Ognian Zlatev holds an MA in classical philology from Sofia University, and qualifications in media and NGO development, media relations, journalism training, international public relations, political communications and election campaigning. He is managing director of the Media Development Center (Bulgaria), and member of the managing board of Bulgarian National TV. He is a founder and board member of the South East European Network for Professionalization of the Media, and was its president between 2002 and 2004. He worked as external communications and public outreach consultant for the World Bank in Bulgaria and as media expert on self-regulation for OSCE and UNESCO. He is a board member of the Bulgarian National Council for Journalism Ethics, and sits on the Global Forum for Media Development’s Steering Committee. He is member of the Selection Committees for the Robert Schumann and the Dr Erhard Busek SEEMO Awards. He lectured at the Diplomatic Institute of the Bulgarian Ministry of Foreign Affairs, the Albanian Media Institute and the Media Plan Institute (Sarajevo). He was director of information centres for OSI in Sofia, manager of the BBC Centre and exchanges officer for the British Council in Bulgaria, and authored over 15 publications on media issues.

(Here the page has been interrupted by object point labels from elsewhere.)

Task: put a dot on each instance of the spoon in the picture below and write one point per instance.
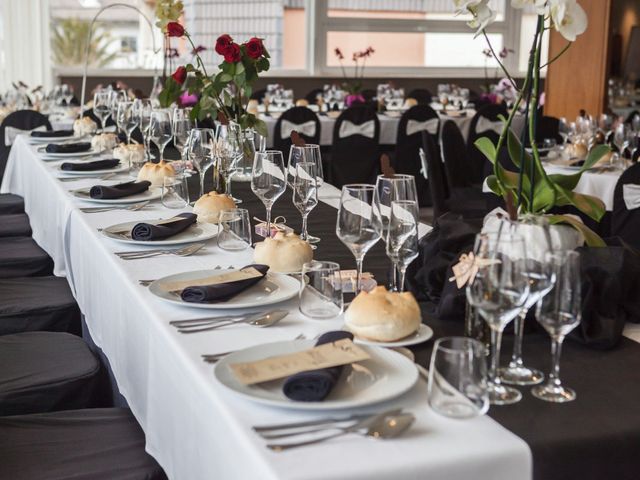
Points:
(381, 426)
(262, 320)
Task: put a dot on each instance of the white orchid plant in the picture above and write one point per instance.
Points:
(531, 190)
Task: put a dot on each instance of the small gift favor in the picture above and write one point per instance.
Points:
(278, 225)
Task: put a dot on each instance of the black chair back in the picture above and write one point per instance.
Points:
(408, 142)
(355, 152)
(300, 119)
(23, 120)
(435, 175)
(625, 221)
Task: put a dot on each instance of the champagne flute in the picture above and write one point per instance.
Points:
(498, 291)
(160, 129)
(305, 192)
(200, 151)
(402, 236)
(559, 312)
(268, 179)
(355, 226)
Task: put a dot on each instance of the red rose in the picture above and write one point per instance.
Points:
(232, 53)
(222, 43)
(180, 75)
(174, 29)
(254, 47)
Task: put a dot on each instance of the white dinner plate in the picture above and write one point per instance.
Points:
(386, 375)
(421, 335)
(198, 232)
(274, 288)
(152, 194)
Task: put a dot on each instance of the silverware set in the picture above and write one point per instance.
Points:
(180, 252)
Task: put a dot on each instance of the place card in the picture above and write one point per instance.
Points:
(327, 355)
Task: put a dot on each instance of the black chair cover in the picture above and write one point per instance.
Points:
(422, 95)
(626, 223)
(24, 120)
(22, 257)
(408, 143)
(479, 163)
(15, 225)
(37, 304)
(44, 372)
(298, 116)
(89, 444)
(355, 158)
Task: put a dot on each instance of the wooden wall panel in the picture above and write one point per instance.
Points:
(578, 79)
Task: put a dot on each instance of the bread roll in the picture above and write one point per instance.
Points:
(153, 172)
(383, 316)
(209, 206)
(285, 252)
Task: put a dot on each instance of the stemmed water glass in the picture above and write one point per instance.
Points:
(309, 153)
(498, 291)
(389, 189)
(200, 151)
(356, 224)
(402, 236)
(559, 312)
(305, 192)
(160, 131)
(268, 179)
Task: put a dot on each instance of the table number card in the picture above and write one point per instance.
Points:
(334, 354)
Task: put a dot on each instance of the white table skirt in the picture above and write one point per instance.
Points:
(194, 427)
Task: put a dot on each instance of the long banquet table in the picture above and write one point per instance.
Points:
(198, 430)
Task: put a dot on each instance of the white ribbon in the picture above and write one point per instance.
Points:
(10, 133)
(366, 129)
(306, 128)
(631, 195)
(484, 124)
(414, 126)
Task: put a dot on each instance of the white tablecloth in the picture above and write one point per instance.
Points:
(194, 427)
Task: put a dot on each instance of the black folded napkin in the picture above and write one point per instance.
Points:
(69, 147)
(52, 133)
(118, 191)
(149, 231)
(315, 385)
(223, 291)
(90, 166)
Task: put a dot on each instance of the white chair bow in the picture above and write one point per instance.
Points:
(366, 129)
(306, 128)
(484, 125)
(631, 195)
(415, 126)
(10, 133)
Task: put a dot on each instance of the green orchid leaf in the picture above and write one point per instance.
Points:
(591, 238)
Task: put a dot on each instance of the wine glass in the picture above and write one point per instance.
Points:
(200, 151)
(498, 291)
(127, 119)
(268, 179)
(355, 226)
(160, 131)
(305, 192)
(389, 189)
(402, 236)
(305, 153)
(559, 312)
(102, 106)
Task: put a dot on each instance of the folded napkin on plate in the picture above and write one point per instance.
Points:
(168, 228)
(68, 147)
(222, 291)
(52, 133)
(315, 385)
(90, 166)
(120, 190)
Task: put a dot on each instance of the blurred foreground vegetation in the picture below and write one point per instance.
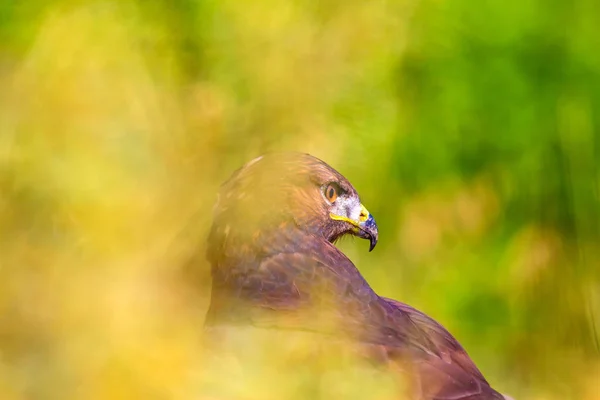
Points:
(471, 130)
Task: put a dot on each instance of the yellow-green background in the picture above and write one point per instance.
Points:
(470, 129)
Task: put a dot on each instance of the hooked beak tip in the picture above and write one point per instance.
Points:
(369, 231)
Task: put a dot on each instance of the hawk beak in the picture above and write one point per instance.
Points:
(364, 228)
(367, 228)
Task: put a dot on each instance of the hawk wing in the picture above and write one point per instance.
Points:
(317, 289)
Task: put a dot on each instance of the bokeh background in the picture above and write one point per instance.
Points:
(470, 129)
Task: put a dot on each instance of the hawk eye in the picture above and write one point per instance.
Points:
(331, 192)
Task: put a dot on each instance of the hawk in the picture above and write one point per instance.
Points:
(274, 266)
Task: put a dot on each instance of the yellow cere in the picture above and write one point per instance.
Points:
(364, 214)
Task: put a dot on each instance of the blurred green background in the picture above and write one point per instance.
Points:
(470, 129)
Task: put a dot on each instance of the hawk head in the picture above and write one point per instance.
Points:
(290, 189)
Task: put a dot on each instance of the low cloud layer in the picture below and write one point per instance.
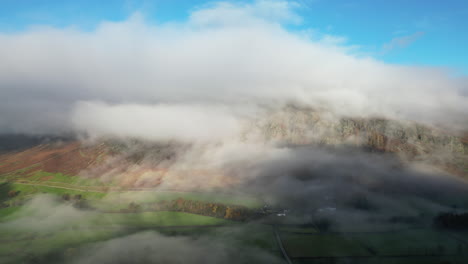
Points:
(156, 81)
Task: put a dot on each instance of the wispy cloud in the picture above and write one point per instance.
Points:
(402, 42)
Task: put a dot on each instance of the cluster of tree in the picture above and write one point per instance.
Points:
(232, 212)
(451, 220)
(76, 200)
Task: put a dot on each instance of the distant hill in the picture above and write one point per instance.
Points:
(141, 164)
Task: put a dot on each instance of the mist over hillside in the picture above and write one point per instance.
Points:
(229, 136)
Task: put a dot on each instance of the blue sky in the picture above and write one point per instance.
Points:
(416, 32)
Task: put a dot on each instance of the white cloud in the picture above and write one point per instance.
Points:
(230, 54)
(402, 42)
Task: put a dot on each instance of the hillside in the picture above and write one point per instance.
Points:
(139, 164)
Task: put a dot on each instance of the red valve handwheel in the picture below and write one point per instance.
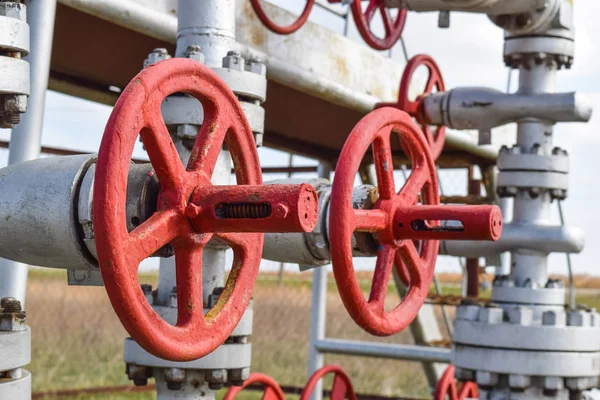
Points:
(395, 221)
(447, 387)
(375, 130)
(272, 389)
(341, 388)
(415, 108)
(282, 30)
(393, 28)
(119, 252)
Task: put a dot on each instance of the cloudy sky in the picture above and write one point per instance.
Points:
(469, 54)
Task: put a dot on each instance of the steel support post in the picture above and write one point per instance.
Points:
(318, 311)
(26, 138)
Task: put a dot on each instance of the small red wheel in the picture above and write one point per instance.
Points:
(120, 252)
(376, 130)
(416, 108)
(341, 388)
(393, 27)
(272, 389)
(447, 387)
(282, 30)
(396, 221)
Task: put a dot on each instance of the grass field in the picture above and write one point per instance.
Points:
(77, 339)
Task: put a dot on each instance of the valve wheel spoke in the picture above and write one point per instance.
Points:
(162, 153)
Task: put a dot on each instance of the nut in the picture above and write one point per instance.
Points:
(467, 313)
(233, 60)
(486, 379)
(578, 318)
(195, 53)
(520, 315)
(216, 378)
(554, 318)
(491, 315)
(174, 378)
(256, 66)
(516, 381)
(157, 55)
(553, 383)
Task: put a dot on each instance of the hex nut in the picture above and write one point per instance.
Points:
(491, 315)
(467, 313)
(554, 318)
(233, 60)
(520, 315)
(486, 379)
(516, 381)
(553, 383)
(157, 55)
(256, 66)
(578, 318)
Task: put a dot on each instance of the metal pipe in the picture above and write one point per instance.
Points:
(155, 24)
(384, 350)
(26, 137)
(318, 312)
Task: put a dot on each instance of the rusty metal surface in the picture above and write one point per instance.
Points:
(341, 387)
(282, 29)
(447, 388)
(272, 391)
(415, 108)
(120, 252)
(90, 54)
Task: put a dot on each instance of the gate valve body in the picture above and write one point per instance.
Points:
(395, 220)
(272, 389)
(447, 389)
(393, 26)
(341, 387)
(416, 108)
(189, 212)
(282, 30)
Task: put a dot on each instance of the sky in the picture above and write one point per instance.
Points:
(469, 54)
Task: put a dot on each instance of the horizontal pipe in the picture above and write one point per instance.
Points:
(384, 350)
(164, 27)
(516, 236)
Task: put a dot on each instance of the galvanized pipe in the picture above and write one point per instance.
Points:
(26, 138)
(160, 26)
(384, 350)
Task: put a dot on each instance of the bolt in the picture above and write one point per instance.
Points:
(578, 318)
(10, 305)
(516, 381)
(256, 66)
(520, 315)
(234, 60)
(486, 379)
(554, 318)
(491, 315)
(553, 383)
(175, 378)
(157, 55)
(195, 53)
(467, 312)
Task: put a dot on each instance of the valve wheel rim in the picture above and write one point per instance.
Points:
(447, 387)
(393, 28)
(120, 252)
(341, 387)
(282, 30)
(415, 108)
(272, 389)
(374, 131)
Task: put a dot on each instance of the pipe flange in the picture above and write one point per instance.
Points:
(513, 160)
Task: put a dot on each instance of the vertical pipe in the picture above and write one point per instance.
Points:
(318, 311)
(26, 138)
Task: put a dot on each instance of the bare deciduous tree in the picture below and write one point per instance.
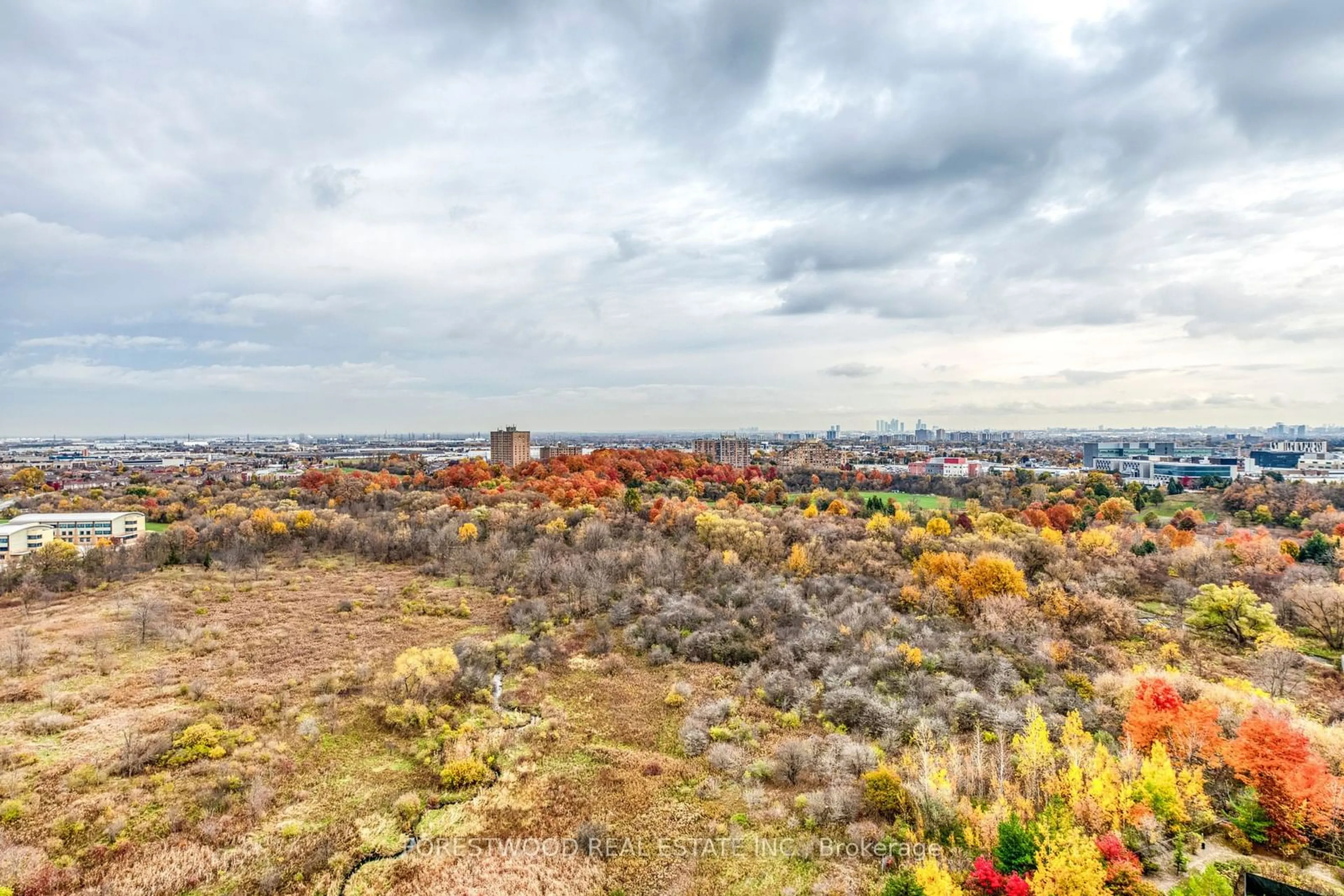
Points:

Ljiljana Zurovac has been the Executive Director of the Press Council in Bosnia-Herzegovina since September 2005. An expert on media self-regulation and ethics, following the almost breakdown of the first self-regulatory body in SEE at the beginning of 2005, she established a new Press Council for all print media in Bosnia-Herzegovina. In the context of the Press Council, she has also established educational programmes on media ethics and press freedom, as well as on media literacy for diverse audiences. She had previously worked for six years as Programme Director at the Media Plan High College of Journalism. Between 1980 and 2008 she worked as an active radio and TV journalist, editor and host of live programs at PBS and Radio FERN. She specialized in debate programs based on conflict resolution skills. She is a regular lecturer on PR, media ethics and self-regulation, and has actively participated in international events in different European countries. She was a Board member of the South East European Network for Professionalization of Media, and is a member of the Board of Civil Society in Bosnia-Herzegovina. She holds bachelor degrees in Dramaturgy and Comparative Literature from the Academy for Art.